Resilience Assessment of Urban Communities

More Info
expand_more

Abstract

The multiple uncertainties of both natural and human-caused disasters have attracted increased attention to the topic of resilience engineering. In this paper, an indicator-based method for measuring urban community resilience is proposed. The method is based on the PEOPLES framework, which is a hierarchical framework for defining the disaster resilience of communities at various scales. It consists of seven dimensions, summarized by the acronym PEOPLES, which stands for population, environmental and ecosystem, organized governmental services, physical infrastructures, lifestyle, economic development, and social capital.
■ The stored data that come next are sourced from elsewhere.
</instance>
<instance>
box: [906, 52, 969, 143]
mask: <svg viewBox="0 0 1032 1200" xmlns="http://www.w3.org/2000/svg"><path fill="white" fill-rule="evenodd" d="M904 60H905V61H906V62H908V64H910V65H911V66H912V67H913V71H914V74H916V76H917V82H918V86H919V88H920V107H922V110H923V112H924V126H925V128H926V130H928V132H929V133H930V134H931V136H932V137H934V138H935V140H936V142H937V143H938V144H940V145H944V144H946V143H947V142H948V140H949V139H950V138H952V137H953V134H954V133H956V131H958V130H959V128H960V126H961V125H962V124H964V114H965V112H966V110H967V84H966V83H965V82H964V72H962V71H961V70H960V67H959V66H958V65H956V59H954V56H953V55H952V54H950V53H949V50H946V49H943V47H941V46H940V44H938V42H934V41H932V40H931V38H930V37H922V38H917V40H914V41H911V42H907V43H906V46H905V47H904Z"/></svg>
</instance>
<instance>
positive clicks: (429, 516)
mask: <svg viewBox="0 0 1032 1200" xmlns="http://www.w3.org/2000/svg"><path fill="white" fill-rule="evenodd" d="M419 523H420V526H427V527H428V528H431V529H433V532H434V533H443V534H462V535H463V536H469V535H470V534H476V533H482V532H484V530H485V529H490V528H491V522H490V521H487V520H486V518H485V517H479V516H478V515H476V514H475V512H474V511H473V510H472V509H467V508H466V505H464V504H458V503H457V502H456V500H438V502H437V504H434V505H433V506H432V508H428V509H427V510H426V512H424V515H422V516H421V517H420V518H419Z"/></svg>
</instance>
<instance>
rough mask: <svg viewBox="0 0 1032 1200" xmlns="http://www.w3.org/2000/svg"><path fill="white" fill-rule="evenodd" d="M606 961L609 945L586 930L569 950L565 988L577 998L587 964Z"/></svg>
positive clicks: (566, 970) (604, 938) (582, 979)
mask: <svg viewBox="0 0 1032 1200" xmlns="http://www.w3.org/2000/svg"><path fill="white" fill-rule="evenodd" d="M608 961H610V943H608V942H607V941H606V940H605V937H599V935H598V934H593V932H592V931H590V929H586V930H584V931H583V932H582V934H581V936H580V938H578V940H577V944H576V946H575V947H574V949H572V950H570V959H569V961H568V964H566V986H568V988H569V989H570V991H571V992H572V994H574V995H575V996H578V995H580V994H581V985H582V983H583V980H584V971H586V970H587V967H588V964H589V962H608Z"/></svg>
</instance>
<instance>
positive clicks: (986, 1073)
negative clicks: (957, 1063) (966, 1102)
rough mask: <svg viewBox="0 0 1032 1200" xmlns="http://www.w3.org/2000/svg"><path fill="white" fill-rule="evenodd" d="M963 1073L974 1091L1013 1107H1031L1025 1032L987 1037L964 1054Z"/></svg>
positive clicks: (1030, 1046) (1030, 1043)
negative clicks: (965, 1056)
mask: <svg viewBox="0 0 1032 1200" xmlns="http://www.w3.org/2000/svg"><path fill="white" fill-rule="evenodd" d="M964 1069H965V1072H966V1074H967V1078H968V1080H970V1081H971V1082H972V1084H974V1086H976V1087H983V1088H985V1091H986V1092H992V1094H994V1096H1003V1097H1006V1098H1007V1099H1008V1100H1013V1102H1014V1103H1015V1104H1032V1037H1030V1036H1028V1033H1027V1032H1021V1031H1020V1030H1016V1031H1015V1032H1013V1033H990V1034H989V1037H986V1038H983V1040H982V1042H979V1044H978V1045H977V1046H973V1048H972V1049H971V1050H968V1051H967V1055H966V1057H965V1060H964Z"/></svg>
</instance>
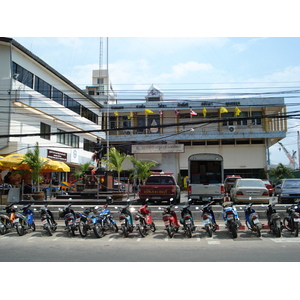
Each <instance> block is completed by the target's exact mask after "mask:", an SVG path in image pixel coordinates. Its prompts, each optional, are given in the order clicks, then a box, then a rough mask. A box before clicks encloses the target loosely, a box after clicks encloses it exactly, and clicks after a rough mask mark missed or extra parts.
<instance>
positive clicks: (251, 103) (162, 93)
mask: <svg viewBox="0 0 300 300" xmlns="http://www.w3.org/2000/svg"><path fill="white" fill-rule="evenodd" d="M164 97H165V96H164V95H163V93H162V92H161V91H160V89H159V88H158V87H156V86H154V85H152V86H151V87H150V88H149V90H148V94H147V95H146V97H145V98H146V100H145V101H144V102H141V103H136V102H134V103H124V104H116V105H110V107H109V109H107V108H106V106H105V107H104V109H103V116H104V118H103V128H106V126H107V124H106V116H105V114H106V111H109V113H110V116H109V120H110V124H109V128H110V129H111V130H110V131H109V141H110V144H111V145H113V146H116V147H118V148H119V149H123V150H124V151H126V152H127V153H129V154H133V155H134V156H135V158H136V159H141V160H151V161H155V162H156V163H157V165H156V166H155V167H153V168H152V170H153V171H154V170H155V171H165V172H173V173H174V174H175V175H177V174H179V173H180V174H181V175H182V176H183V177H185V176H187V175H188V157H189V156H190V155H192V154H196V153H215V154H220V155H222V156H223V159H224V173H225V176H226V175H231V174H235V175H241V176H242V177H259V176H261V175H260V174H261V173H262V172H265V171H267V170H268V168H269V164H270V163H269V161H270V159H269V151H268V149H269V147H271V146H272V145H274V144H275V143H277V142H278V141H280V140H281V139H283V138H284V137H285V136H286V132H287V123H286V119H285V114H286V106H285V103H284V98H281V97H276V98H275V97H273V98H240V99H207V100H198V101H188V100H187V101H185V100H182V101H180V102H178V101H176V102H175V101H171V100H164ZM129 167H130V164H129V165H128V168H129ZM124 169H126V167H125V168H124Z"/></svg>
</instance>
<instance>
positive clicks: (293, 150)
mask: <svg viewBox="0 0 300 300" xmlns="http://www.w3.org/2000/svg"><path fill="white" fill-rule="evenodd" d="M278 144H279V145H280V146H281V147H282V149H283V151H284V153H285V155H286V156H287V158H288V159H289V161H290V164H291V165H292V166H293V167H294V169H296V161H295V157H296V153H297V151H294V150H293V155H291V154H290V152H289V151H288V150H287V149H286V148H285V147H284V146H283V144H282V143H280V142H278Z"/></svg>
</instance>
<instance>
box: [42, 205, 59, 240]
mask: <svg viewBox="0 0 300 300" xmlns="http://www.w3.org/2000/svg"><path fill="white" fill-rule="evenodd" d="M40 215H41V221H42V227H43V229H44V230H45V231H46V232H47V233H48V234H49V235H50V236H51V235H52V232H54V231H56V229H57V223H56V222H55V220H54V217H53V214H52V212H51V211H50V209H49V208H48V205H45V206H44V207H42V208H41V209H40Z"/></svg>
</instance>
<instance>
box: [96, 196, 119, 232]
mask: <svg viewBox="0 0 300 300" xmlns="http://www.w3.org/2000/svg"><path fill="white" fill-rule="evenodd" d="M106 201H107V204H105V205H104V206H103V207H102V210H101V211H100V213H99V216H100V219H101V225H102V229H103V231H108V230H110V231H113V232H118V231H119V228H118V226H117V223H116V221H115V219H114V217H113V216H112V215H111V212H110V210H109V209H108V204H112V199H111V197H108V198H107V200H106Z"/></svg>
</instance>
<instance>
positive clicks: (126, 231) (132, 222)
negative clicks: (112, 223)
mask: <svg viewBox="0 0 300 300" xmlns="http://www.w3.org/2000/svg"><path fill="white" fill-rule="evenodd" d="M129 206H130V199H128V200H127V205H126V206H124V207H121V208H120V216H119V220H120V223H121V231H122V233H123V235H124V237H128V235H129V232H132V231H133V227H134V226H133V222H132V215H131V211H130V209H129Z"/></svg>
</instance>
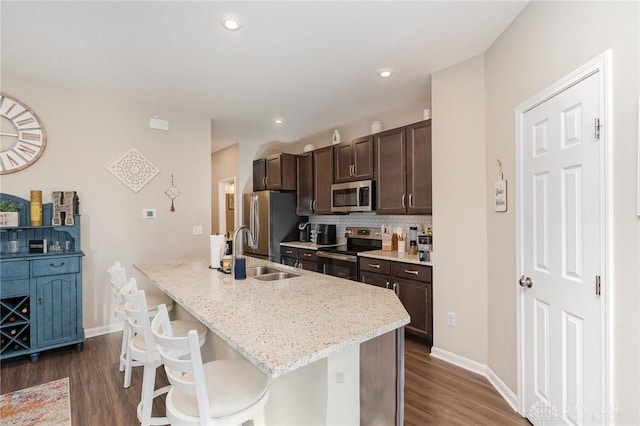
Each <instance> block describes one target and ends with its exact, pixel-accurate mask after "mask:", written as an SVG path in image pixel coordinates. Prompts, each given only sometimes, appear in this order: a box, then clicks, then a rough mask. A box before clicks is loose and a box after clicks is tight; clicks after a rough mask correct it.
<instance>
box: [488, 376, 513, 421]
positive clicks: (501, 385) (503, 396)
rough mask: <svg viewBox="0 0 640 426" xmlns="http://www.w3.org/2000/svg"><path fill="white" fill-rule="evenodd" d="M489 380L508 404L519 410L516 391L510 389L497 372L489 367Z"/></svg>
mask: <svg viewBox="0 0 640 426" xmlns="http://www.w3.org/2000/svg"><path fill="white" fill-rule="evenodd" d="M486 377H487V380H489V383H491V386H493V387H494V388H495V389H496V390H497V391H498V393H499V394H500V395H501V396H502V398H504V400H505V401H507V404H509V406H510V407H511V408H512V409H513V411H515V412H516V413H517V412H518V397H517V396H516V394H515V393H513V392H512V391H511V389H509V387H508V386H507V385H506V384H505V383H504V382H503V381H502V380H501V379H500V377H498V375H497V374H496V373H494V372H493V370H492V369H490V368H489V367H487V376H486Z"/></svg>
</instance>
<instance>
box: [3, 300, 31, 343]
mask: <svg viewBox="0 0 640 426" xmlns="http://www.w3.org/2000/svg"><path fill="white" fill-rule="evenodd" d="M29 299H30V298H29V296H17V297H8V298H3V299H1V300H0V353H1V354H2V355H8V354H15V355H18V354H20V353H22V352H24V353H27V352H28V351H29V350H30V349H31V325H30V324H31V308H30V305H29Z"/></svg>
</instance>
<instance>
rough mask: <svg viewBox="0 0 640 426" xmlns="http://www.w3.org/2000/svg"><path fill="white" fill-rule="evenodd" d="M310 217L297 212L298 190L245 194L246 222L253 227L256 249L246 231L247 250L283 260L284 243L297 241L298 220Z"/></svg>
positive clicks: (245, 244)
mask: <svg viewBox="0 0 640 426" xmlns="http://www.w3.org/2000/svg"><path fill="white" fill-rule="evenodd" d="M306 219H307V218H306V217H299V216H297V215H296V194H295V192H278V191H258V192H252V193H248V194H244V197H243V222H242V223H243V225H244V226H246V227H247V228H249V231H250V232H251V235H252V236H253V240H254V242H257V246H256V248H251V247H249V245H248V244H247V238H246V235H245V234H243V250H242V251H243V252H244V253H245V254H247V255H250V256H254V257H259V258H262V259H268V260H270V261H271V262H276V263H280V242H282V241H291V240H297V237H298V223H300V221H301V220H305V221H306Z"/></svg>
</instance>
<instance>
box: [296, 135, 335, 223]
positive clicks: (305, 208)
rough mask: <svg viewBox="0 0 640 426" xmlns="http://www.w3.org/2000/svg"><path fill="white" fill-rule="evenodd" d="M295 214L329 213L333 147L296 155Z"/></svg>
mask: <svg viewBox="0 0 640 426" xmlns="http://www.w3.org/2000/svg"><path fill="white" fill-rule="evenodd" d="M297 161H298V186H297V193H296V197H297V198H296V199H297V202H296V214H297V215H299V216H304V215H310V214H331V183H332V182H333V147H331V146H328V147H325V148H320V149H317V150H315V151H313V152H308V153H305V154H301V155H299V156H298V159H297Z"/></svg>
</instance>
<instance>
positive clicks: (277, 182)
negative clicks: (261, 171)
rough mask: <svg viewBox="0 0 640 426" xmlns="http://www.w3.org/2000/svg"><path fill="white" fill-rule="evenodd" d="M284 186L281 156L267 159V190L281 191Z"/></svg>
mask: <svg viewBox="0 0 640 426" xmlns="http://www.w3.org/2000/svg"><path fill="white" fill-rule="evenodd" d="M281 186H282V164H281V156H280V154H275V155H271V156H269V157H267V189H280V187H281Z"/></svg>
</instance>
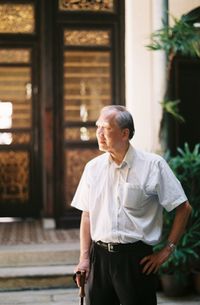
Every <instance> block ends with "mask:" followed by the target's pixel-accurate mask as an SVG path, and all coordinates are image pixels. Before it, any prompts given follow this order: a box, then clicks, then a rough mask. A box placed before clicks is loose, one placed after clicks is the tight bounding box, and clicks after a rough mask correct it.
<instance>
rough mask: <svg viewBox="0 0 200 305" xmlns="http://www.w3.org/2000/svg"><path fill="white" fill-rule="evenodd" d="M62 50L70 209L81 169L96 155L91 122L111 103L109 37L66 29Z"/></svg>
mask: <svg viewBox="0 0 200 305" xmlns="http://www.w3.org/2000/svg"><path fill="white" fill-rule="evenodd" d="M64 46H65V48H64V64H63V92H64V98H63V99H64V103H63V119H64V142H65V164H66V167H65V193H66V195H65V198H66V202H67V206H68V207H70V203H71V200H72V197H73V195H74V192H75V190H76V187H77V185H78V182H79V179H80V176H81V174H82V171H83V167H84V165H85V164H86V162H87V161H88V160H89V159H91V158H93V157H95V156H97V154H99V151H98V149H97V147H96V145H95V146H94V144H95V143H96V128H95V121H96V120H97V117H98V115H99V111H100V109H101V108H102V107H103V106H105V105H108V104H110V103H111V101H112V96H111V95H112V76H111V71H112V67H111V33H110V31H109V30H84V29H82V30H73V29H66V30H65V31H64ZM69 47H70V48H69ZM80 47H81V50H80ZM102 47H103V49H102ZM69 147H70V148H69Z"/></svg>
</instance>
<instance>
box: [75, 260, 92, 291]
mask: <svg viewBox="0 0 200 305" xmlns="http://www.w3.org/2000/svg"><path fill="white" fill-rule="evenodd" d="M78 271H80V272H83V271H85V272H86V275H85V278H86V280H87V278H88V276H89V272H90V260H89V259H84V260H82V261H80V262H79V264H78V265H77V266H76V268H75V270H74V273H76V272H78ZM76 282H77V286H78V287H80V286H81V283H80V282H79V278H78V277H77V278H76Z"/></svg>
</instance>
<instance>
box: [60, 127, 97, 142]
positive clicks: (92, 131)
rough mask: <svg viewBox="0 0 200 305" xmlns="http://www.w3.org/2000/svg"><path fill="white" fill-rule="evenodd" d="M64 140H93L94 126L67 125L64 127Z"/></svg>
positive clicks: (75, 140) (79, 140)
mask: <svg viewBox="0 0 200 305" xmlns="http://www.w3.org/2000/svg"><path fill="white" fill-rule="evenodd" d="M64 139H65V141H83V142H87V141H95V140H96V128H95V127H85V126H82V127H69V128H66V129H65V133H64Z"/></svg>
Each of the dimensions is split into several components and indicators, which were derived by the authors or collected from a wide range of literature. Each indicator is represented using a performance function, which portrays the functionality of the indicator in time. A higher functionality of the indicator denotes a higher resilience of the community. These functions can be constructed in a systematic manner using damage and restoration parameters. The aggregation of the performance functions passing through the different hierarchical levels of PEOPLES framework leads to one function that represents the dynamic performance of the analyzed community. This paper also introduces a matrix-based interdependency technique that serves as a weighting scheme for the different indicators. As a case study, the proposed methodology is applied to the city of San Francisco for which a resilience curve and resilience metric have been computed.